Intervention operations

Four, all expressed as a hook over a single direction v (unit-normalized):

op formula use case
addition (default) act + α·v "push toward concept"
projection (ablate) act − (act·v̂)v̂ "remove the concept entirely"
clamp act + (target − act·v̂)v̂ "force projection to target value"
multiplicative (amplify) act + (γ−1)(act·v̂)v̂ "scale whatever signal is there"

Probe.steer(..., op=...) dispatches; convenience methods ablate / clamp / amplify wrap.

Activation pooling

extract_activations(..., pooling=...) selects how the per-token residual stream collapses to a single [d_model] vector per (pair, response):

  • "last" (default) — final real-token position. The standard choice for decoder-only LMs (Qwen / Llama / Gemma / Pythia / GPT-2): causal attention means the last token has attended to everything before it, so it carries a "summary" of the response.
  • "mean" — average across all real positions. Required for encoder models (BERT, RoBERTa, DeBERTa) where bidirectional attention means no position has special "summary" status; matches BERT-style classification heads.
  • "max" — element-wise max across real positions. Picks up punctate signals at unknown positions.
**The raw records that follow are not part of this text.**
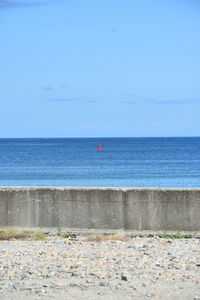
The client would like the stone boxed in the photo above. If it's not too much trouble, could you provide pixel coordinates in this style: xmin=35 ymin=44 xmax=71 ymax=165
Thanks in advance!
xmin=121 ymin=272 xmax=128 ymax=281
xmin=196 ymin=263 xmax=200 ymax=267
xmin=99 ymin=281 xmax=109 ymax=287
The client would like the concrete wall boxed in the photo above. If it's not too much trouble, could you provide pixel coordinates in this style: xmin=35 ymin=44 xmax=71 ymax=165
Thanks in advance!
xmin=0 ymin=187 xmax=200 ymax=231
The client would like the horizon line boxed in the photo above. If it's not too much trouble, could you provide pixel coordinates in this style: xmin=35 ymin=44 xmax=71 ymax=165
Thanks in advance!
xmin=0 ymin=136 xmax=200 ymax=139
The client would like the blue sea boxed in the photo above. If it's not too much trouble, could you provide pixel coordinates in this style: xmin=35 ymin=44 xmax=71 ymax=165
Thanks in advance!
xmin=0 ymin=137 xmax=200 ymax=187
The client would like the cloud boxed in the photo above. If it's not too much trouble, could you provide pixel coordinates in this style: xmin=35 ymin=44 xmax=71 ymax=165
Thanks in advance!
xmin=80 ymin=123 xmax=93 ymax=130
xmin=144 ymin=98 xmax=200 ymax=105
xmin=42 ymin=86 xmax=53 ymax=91
xmin=85 ymin=100 xmax=100 ymax=103
xmin=112 ymin=27 xmax=118 ymax=33
xmin=47 ymin=97 xmax=83 ymax=102
xmin=120 ymin=100 xmax=136 ymax=104
xmin=42 ymin=85 xmax=70 ymax=90
xmin=0 ymin=0 xmax=43 ymax=9
xmin=47 ymin=97 xmax=101 ymax=103
xmin=120 ymin=97 xmax=200 ymax=105
xmin=64 ymin=20 xmax=93 ymax=27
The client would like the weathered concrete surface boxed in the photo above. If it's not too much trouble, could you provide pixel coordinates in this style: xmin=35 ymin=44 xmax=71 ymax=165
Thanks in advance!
xmin=0 ymin=187 xmax=200 ymax=231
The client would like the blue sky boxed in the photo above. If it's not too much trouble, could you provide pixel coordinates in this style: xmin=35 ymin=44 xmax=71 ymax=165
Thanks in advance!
xmin=0 ymin=0 xmax=200 ymax=137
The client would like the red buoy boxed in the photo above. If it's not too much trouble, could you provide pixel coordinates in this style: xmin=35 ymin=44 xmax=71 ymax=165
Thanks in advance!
xmin=97 ymin=143 xmax=103 ymax=151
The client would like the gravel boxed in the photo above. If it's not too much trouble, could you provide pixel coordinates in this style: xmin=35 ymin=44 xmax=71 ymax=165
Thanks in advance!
xmin=0 ymin=235 xmax=200 ymax=299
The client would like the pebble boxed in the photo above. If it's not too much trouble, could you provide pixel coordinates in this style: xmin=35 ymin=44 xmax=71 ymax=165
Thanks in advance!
xmin=121 ymin=272 xmax=128 ymax=281
xmin=0 ymin=235 xmax=199 ymax=299
xmin=196 ymin=263 xmax=200 ymax=267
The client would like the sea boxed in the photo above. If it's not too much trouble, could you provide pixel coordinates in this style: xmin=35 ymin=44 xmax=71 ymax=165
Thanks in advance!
xmin=0 ymin=137 xmax=200 ymax=187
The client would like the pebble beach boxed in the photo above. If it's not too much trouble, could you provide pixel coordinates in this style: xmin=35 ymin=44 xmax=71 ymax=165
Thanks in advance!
xmin=0 ymin=235 xmax=200 ymax=300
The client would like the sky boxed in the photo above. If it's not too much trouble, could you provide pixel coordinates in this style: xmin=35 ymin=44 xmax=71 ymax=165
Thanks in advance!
xmin=0 ymin=0 xmax=200 ymax=138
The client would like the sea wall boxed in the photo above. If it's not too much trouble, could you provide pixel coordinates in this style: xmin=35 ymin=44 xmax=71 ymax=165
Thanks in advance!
xmin=0 ymin=187 xmax=200 ymax=231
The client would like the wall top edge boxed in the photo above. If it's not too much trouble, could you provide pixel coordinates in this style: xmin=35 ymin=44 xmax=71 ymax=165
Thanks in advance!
xmin=0 ymin=186 xmax=200 ymax=192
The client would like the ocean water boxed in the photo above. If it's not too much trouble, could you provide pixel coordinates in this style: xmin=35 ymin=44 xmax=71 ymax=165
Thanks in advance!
xmin=0 ymin=137 xmax=200 ymax=187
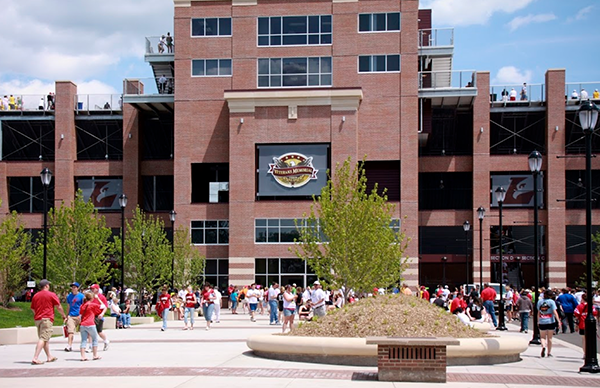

Pad positions are sliced off before pooling so they never contaminate mean/max in the batched extraction path. The cache signature includes the pooling mode so different strategies don't collide; existing "last"-pooled caches keep their original signatures and remain reusable.

Layer scope

Default: single best layer. Opt-in: window-of-(2k+1) via window(probes, center_layer, k=1). Out of scope (research-grade): full all-layers weighted ensemble.

Layer indexing

Probes carry their layer in both absolute index and normalized depth ((layer + 1) / (n_total_layers + 1), so embed=0.0, final_ln=1.0). The normalized depth is what makes layer curves comparable across models with different layer counts in the layer-selection visualization — but it's a methodology-comparison metric, not a vector-transfer mechanism.

Storage

  • Activation cache — Zarr v3 directory keyed by (model_id, hook_site, include_boundaries, pooling, dataset hash). Skip the model entirely on a cache hit.
  • Probe artifact — single .probe.safetensors file with three direction tensors (logistic / diff_of_means / mass_mean) + biases + metrics + JSON metadata. One file = one drop-in artifact.
  • GroupFit — directory: group.json snapshot + one .probe.safetensors per concept + optional multinomial.probe.safetensors.
  • GGUFProbe.export_gguf(path) and CompositeProbe.export_gguf(path) write llama.cpp-compatible control vectors (one tensor per source layer).